Professor Burchardi shares his views on step down wards with ICU Management readers.
Step down wards are care units between the level of an intensive care unit and the normal ward. Various types are possible: the intermediate care unit (IMC), post operative monitoring (recovery), but also units for coronary care, non-invasive ventilation, long-term ventilation etc.
I will restrict my comments to only the IMC, which is closely linked (as the name indicates) to an intensive care unit (ICU); its purpose is the pre and post intensive care (or instead of intensive care). So it offers a buffer capacity for the ICU – an important way to relieve the pressure on precious and costly ICU beds. However, it is difficult to describe exactly the criteria where intermediate care ends and intensive care begins – presumably this depends greatly on the given structure of the hospital (for example, the quality of care in the normal wards). The most simple criteria could be any actual treatment of life-threatened vital functions, (for example, mechanical ventilation), which by definition is the privilege of intensive care medicine.
In an editorial, Professor J.-L. Vincent and I recommended a mixed model, where within the same unit intensive care and intermediate care beds are jointly available (Vincent and Burchardi 1999). Some of the important advantages of such a mixed structure are:
(a) same, experienced nursing staff, with high attention to potential medical problems;
(b) release from the high work load of nursing exclusively critically ill patients;
(c) no lack of information, if the patient suddenly needs intensive care;
(d) no transport to an ICU located elsewhere;
(e) IMC beds as buffer capacity for the ICU beds.
This last point is most important: the precious, most costly ICU beds can be managed much more adequately and efficiently if there is a buffer with IMC beds.
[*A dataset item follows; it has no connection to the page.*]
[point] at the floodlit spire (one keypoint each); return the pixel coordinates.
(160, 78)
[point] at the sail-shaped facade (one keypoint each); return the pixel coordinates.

The relation between ICU beds and IMC beds in such a unit should be variable and adapted to the actual needs.
We have used such a mixed model in an 18 bed surgical ICU. However, from our practical experiences some important disadvantages transpired. At that time, hospital refunding in Germany was based on the length of stay (in the hospital as well as in the ICU); furthermore, an ICU occupation rate of 95% was regarded as the target by administration. Consequently, the IMC beds were only used after all the ICU beds had been filled. Thus, the ICU/IMC beds were not always used appropriately. Furthermore, laboratory tests and x-rays (and possibly other tests) were presumably not used as restrictively as they should have been in intermediate care patients. Of course, treatment was adapted to the individual patient’s need. So, the mixed model requires a very strict control of the level of monitoring and diagnostic measures. Such differentiation cannot be left at the discretion of an individual; it requires precisely defined standard operating procedures (SOPs).
Recently, a restructuring process for ICUs in large teaching hospitals in Germany has begun. As intensive care medicine in Germany has a multidisciplinary access, there were often several different, specialtyrelated ICUs in university hospitals, such as for surgery, cardiac surgery, neurosurgery, neurology, cardiology etc. For reasons of economy, standardization and quality, these will now be brought together in some hospitals, for example to a centre for surgical intensive care medicine, under the management of a full-time intensivist (often an anaesthesiologist). As a consequence, there is now a violent debate between the various specialties concerning the distribution of power and competence (Burchardi 2005).
In large university hospitals with more than 1000 beds, such centres for intensive care medicine become rather large, sometimes with up to 40 beds or more. With these dimensions a mixed model which also incorporates intermediate care patients, will not be realistic. In future such hospitals will require a great number of step down beds, which will need to be kept apart from the ICU. In my view, it will then be rational to run such IMC units completely separately with a different staff and management. It may also be a good idea, not necessarily for political reasons alone, to keep such step down units specialty-related and to let these specialties manage their own IMC units. This will allow these specialties the opportunity to retain influence, control over bed capacity, control and competence of patient care, and some teaching capacity.